Jonah finds a place to sit to the east of Nineveh. It’s super hot out, and God sends a plant to sprout, and Jonah is thrilled. He’s chilling under the plant, and then God sends a worm that eats the plant and it dies. And Jonah is again “so aggrieved that he wants to die.”
God says, “You cared so deeply about that plant existing and you didn’t even make it. How do you think I feel when I might have to destroy a whole city of people I created?”
I cry every time I hear this. Because whether or not you believe in God, or whether you like synagogue or hate it, this shit is real. Running from destiny is real. Feeling you can’t do something because you know how it will turn out, no matter what you do, is real. Other people suffering because of you is real. Getting a second chance is real — and so is being a brat. And ultimately, the realness of our existence is that worms eat plants and they die and we get mad. And sometimes we get mad at God, too.
Friends of mine visited Japan last year and brought me back juniper bonsai seeds. My favorite thing is a bonsai tree. I had to refrigerate the seeds to simulate winter. Then I had to wait three months.

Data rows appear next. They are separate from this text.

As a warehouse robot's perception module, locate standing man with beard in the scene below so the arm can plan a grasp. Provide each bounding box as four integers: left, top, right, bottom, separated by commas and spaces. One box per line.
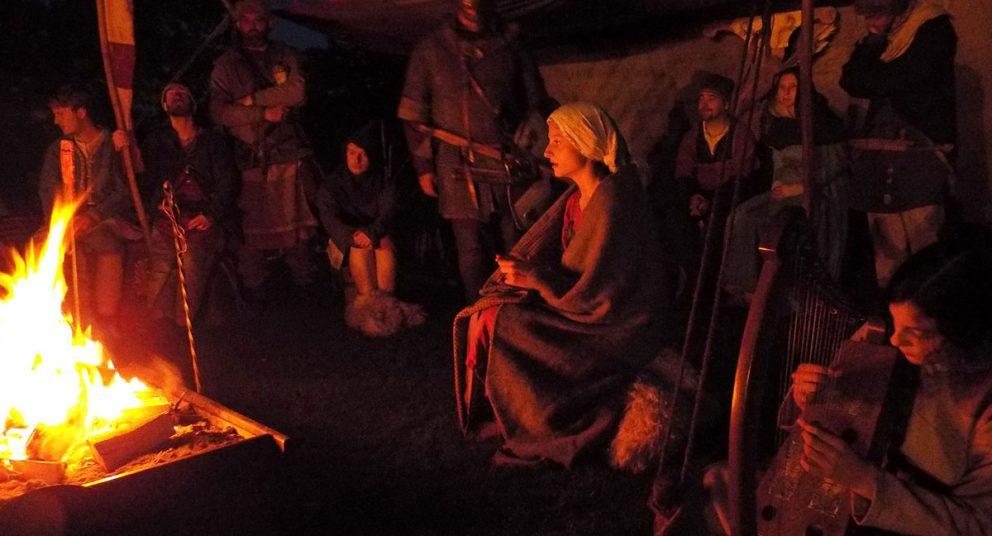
210, 0, 319, 297
397, 0, 545, 303
675, 74, 759, 280
142, 84, 237, 325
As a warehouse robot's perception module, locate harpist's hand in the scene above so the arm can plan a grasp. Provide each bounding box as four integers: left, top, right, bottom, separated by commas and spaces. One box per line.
496, 255, 538, 288
792, 363, 840, 410
796, 419, 878, 499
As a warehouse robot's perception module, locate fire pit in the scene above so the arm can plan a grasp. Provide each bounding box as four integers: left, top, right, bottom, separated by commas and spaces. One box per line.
0, 207, 286, 534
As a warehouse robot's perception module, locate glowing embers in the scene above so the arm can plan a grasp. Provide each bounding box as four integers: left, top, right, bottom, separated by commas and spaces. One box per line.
0, 205, 167, 478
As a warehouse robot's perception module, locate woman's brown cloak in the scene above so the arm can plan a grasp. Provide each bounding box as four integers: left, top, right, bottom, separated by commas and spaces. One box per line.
454, 167, 671, 466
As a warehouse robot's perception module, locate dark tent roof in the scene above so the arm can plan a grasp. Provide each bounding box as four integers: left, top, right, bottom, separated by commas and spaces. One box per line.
278, 0, 784, 53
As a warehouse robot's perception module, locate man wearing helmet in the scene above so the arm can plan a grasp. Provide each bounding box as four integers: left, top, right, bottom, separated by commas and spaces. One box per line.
397, 0, 545, 302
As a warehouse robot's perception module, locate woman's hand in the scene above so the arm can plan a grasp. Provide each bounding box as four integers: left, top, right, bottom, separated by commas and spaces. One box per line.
772, 181, 806, 201
796, 419, 878, 499
351, 231, 372, 249
186, 214, 214, 231
496, 255, 539, 289
792, 363, 840, 410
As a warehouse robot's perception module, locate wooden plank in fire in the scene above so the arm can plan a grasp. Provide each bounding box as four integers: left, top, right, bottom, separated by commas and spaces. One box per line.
86, 413, 175, 471
10, 460, 65, 485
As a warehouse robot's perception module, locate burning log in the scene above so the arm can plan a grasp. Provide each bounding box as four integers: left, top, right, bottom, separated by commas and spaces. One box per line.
10, 460, 65, 485
86, 413, 175, 471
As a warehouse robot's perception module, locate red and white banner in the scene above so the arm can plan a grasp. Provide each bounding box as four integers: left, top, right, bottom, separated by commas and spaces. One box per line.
96, 0, 134, 131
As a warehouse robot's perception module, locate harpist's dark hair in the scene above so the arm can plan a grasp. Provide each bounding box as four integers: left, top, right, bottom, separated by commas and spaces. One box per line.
888, 240, 992, 348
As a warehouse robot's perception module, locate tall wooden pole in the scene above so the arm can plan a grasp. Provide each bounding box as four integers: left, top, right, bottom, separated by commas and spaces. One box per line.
798, 0, 815, 214
96, 0, 152, 251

Then I had to put them in hot water to simulate spring. Then I had to plant them and wait.
I waited and waited. Nothing happened. And I was about to throw the whole thing out when I saw two sprouts. I cried. I watched them so carefully. I sprinkled them with water. I rotated them toward the sun and they looked strong. Then they fell over. A few days apart. Flat on their faces. Dead.

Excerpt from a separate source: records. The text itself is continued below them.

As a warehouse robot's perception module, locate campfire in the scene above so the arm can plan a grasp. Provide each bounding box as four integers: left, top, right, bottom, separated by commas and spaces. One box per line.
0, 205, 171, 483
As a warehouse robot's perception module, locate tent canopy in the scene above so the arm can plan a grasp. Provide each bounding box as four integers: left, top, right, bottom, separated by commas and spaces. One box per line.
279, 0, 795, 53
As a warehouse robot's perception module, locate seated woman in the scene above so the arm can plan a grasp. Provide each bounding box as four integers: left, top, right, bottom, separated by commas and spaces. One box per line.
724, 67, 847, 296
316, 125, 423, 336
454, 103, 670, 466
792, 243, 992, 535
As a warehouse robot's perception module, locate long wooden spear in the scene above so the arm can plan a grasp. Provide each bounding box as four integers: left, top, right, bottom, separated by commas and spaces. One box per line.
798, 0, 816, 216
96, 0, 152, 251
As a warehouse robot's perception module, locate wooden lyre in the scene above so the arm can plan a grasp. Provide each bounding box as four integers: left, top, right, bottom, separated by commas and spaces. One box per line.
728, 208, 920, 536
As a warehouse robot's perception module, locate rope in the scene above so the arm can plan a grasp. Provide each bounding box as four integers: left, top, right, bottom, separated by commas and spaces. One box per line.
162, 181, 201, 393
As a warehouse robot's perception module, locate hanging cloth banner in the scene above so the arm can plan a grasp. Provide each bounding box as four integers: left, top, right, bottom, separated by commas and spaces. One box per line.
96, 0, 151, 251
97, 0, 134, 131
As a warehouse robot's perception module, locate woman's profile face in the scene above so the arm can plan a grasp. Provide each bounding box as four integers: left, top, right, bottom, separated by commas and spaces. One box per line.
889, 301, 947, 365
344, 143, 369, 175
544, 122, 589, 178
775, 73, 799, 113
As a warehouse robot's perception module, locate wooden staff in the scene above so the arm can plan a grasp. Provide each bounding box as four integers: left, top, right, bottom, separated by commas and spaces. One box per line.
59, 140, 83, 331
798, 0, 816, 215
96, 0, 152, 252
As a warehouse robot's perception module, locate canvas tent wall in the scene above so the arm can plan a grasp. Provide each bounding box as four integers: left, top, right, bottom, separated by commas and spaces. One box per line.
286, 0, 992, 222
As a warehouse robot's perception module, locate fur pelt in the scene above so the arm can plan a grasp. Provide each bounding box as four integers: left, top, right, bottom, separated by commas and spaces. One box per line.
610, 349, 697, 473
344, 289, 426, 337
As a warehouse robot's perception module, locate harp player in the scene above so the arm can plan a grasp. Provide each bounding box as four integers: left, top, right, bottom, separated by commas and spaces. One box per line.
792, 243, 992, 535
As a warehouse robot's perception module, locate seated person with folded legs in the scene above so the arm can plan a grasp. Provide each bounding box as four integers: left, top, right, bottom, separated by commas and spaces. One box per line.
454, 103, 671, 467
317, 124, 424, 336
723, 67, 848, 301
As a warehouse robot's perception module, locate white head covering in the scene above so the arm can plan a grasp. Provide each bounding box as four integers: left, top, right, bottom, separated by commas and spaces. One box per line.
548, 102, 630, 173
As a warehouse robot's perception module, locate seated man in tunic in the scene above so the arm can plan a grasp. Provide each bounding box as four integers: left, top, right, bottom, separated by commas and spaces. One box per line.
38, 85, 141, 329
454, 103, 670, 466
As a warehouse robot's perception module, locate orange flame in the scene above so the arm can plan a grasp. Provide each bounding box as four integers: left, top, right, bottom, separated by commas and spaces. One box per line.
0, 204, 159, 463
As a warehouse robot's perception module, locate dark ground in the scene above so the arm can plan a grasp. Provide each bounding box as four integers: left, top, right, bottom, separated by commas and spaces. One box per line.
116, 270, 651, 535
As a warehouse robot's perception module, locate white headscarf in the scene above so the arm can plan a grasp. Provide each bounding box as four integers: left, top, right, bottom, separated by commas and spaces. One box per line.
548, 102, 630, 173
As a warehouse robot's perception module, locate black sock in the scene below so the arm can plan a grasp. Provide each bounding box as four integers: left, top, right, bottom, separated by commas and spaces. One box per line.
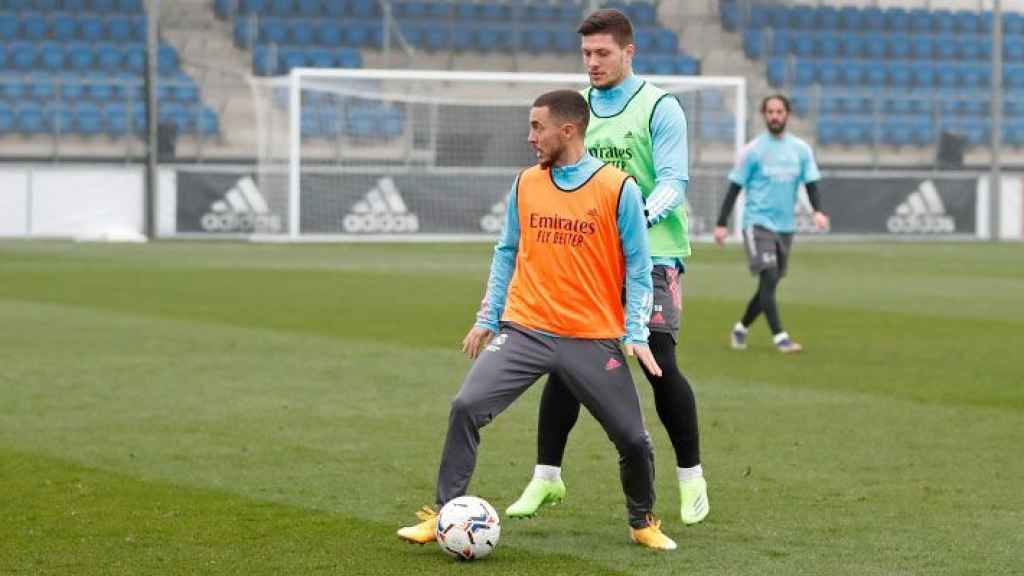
641, 332, 700, 468
537, 374, 580, 466
758, 269, 782, 334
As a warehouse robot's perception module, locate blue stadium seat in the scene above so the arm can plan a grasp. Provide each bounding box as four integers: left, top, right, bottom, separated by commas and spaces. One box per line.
932, 10, 956, 34
815, 59, 843, 86
814, 33, 841, 58
29, 73, 57, 102
864, 63, 889, 86
743, 30, 762, 60
22, 12, 50, 42
313, 19, 343, 46
934, 35, 959, 60
0, 13, 18, 42
270, 0, 296, 18
259, 18, 288, 44
912, 61, 935, 89
863, 7, 886, 32
65, 42, 96, 72
767, 57, 786, 88
886, 8, 910, 34
953, 10, 981, 34
748, 4, 771, 30
295, 0, 323, 18
14, 102, 46, 134
8, 42, 36, 71
887, 36, 911, 60
50, 14, 76, 42
288, 19, 316, 46
839, 34, 867, 58
792, 32, 817, 58
889, 63, 913, 87
0, 101, 14, 134
106, 16, 135, 43
96, 43, 125, 73
790, 6, 818, 31
39, 42, 65, 72
157, 42, 178, 75
100, 102, 131, 137
123, 44, 145, 76
89, 0, 117, 14
909, 8, 933, 34
817, 6, 840, 31
910, 36, 934, 59
324, 0, 349, 19
78, 16, 106, 42
839, 6, 864, 32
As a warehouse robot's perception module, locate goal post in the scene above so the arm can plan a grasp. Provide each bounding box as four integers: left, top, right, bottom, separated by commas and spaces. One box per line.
254, 68, 746, 241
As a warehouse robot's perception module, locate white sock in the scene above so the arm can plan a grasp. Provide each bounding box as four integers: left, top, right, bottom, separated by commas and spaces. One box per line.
534, 464, 562, 482
676, 464, 703, 482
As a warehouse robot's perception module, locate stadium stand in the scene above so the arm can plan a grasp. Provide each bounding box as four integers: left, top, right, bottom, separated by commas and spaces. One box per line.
720, 1, 1024, 148
0, 0, 219, 138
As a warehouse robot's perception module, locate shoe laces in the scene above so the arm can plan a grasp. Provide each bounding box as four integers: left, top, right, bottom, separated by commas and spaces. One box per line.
416, 506, 437, 522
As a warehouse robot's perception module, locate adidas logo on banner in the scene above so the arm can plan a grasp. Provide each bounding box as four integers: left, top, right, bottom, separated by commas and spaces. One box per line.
342, 177, 420, 234
480, 200, 505, 234
886, 180, 956, 234
200, 176, 282, 233
794, 181, 828, 234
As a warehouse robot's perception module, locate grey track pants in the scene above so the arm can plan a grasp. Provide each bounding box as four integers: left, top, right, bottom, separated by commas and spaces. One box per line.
437, 325, 654, 528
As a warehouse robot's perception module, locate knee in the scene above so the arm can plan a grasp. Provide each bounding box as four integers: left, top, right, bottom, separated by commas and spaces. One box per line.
449, 395, 490, 426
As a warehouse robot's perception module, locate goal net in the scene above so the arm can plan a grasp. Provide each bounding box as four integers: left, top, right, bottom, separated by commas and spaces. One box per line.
247, 69, 745, 241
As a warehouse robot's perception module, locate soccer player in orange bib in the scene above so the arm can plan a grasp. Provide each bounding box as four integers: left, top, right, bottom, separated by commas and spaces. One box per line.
398, 90, 676, 549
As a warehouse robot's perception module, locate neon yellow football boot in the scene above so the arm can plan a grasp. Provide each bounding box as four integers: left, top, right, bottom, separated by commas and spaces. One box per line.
505, 478, 565, 518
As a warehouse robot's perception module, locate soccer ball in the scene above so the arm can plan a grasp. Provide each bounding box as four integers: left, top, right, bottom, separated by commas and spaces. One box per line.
437, 496, 502, 560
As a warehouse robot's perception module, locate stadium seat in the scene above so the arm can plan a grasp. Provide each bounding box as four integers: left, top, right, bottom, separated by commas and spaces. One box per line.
910, 36, 934, 59
863, 7, 887, 32
0, 13, 18, 42
78, 16, 106, 42
909, 8, 933, 34
816, 6, 840, 31
886, 8, 910, 34
767, 57, 786, 88
288, 19, 316, 46
815, 33, 841, 58
50, 14, 77, 42
953, 10, 981, 34
839, 34, 867, 59
932, 10, 956, 34
743, 30, 762, 60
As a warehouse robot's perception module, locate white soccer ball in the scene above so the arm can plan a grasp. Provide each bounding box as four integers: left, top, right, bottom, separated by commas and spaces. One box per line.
437, 496, 502, 560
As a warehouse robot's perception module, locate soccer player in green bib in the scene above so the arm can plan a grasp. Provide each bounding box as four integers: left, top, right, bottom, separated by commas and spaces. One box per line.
506, 9, 711, 524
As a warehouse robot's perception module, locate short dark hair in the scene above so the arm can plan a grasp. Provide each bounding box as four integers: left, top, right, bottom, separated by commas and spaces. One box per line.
761, 94, 790, 114
577, 8, 633, 48
534, 90, 590, 136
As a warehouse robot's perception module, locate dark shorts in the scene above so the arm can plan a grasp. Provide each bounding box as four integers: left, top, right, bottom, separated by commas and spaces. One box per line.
743, 227, 793, 278
647, 265, 683, 340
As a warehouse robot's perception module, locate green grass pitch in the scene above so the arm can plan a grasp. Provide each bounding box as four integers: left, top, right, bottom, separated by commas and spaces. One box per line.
0, 237, 1024, 576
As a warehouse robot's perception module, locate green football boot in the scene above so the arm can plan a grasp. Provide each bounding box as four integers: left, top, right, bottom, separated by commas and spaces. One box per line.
679, 477, 711, 524
505, 478, 565, 518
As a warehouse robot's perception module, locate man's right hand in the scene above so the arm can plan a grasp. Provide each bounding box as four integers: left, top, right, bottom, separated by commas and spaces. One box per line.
715, 227, 729, 246
462, 326, 495, 360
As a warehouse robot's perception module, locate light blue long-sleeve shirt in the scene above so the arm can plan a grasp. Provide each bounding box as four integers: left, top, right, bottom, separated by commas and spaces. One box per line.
476, 153, 653, 344
590, 75, 690, 268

My ex-husband said maybe I didn’t bury the seeds deep enough. This felt a bit like my ex telling me I didn’t parent right!
Then a third one sprouted four days later. I added some soil. I watched it so carefully. I sprinkled the water and rotated it to the sun. It looked stronger than the other two. “This is it!” my soul rejoiced. The stem looked stronger and thicker than that of the other two. This was happening. I was going to grow this bonsai.
And then one day, my sweetest cat, who is the most kitten-like of all of my cats, did something she wanted to do very badly. She ate it. She bit the top off. I cried again. She killed it.
That was the last sprout. There will be no more. My frustration was enormous. I wanted to be mad at her, but that wasn’t right, and I know better than to be mad at an animal for being an animal.
And then I thought of Jonah. And I was reminded of my smallness. And my powerlessness. And when I think of my tears of joy over the bonsai sprouts, I feel ashamed. My face feels hot and my stomach churns. How foolish I was to think I could do this. I can’t do this.
And the lesson of Yom Kippur came to me again. My religious tradition reminds me of my smallness and my powerlessness. And my tradition also has ways for me to try again. To not give in to despair or to my weakness and insecurities.
And so on Yom Kippur, I wear white and I refrain from eating and having sex and I don’t even need water — I am like an angel. And my tradition teaches me that every blade of grass has its angel that bows over it and whispers “Grow, grow.”
On Yom Kippur, I remember that I have the capacity to be patient and forgiving. I can be slow to anger and quick to forgive. I can be both the angel and the blade of grass. And on my best days — and sometimes even on my worst — I can be more than a blade of grass; I can be the bonsai who survives and thrives.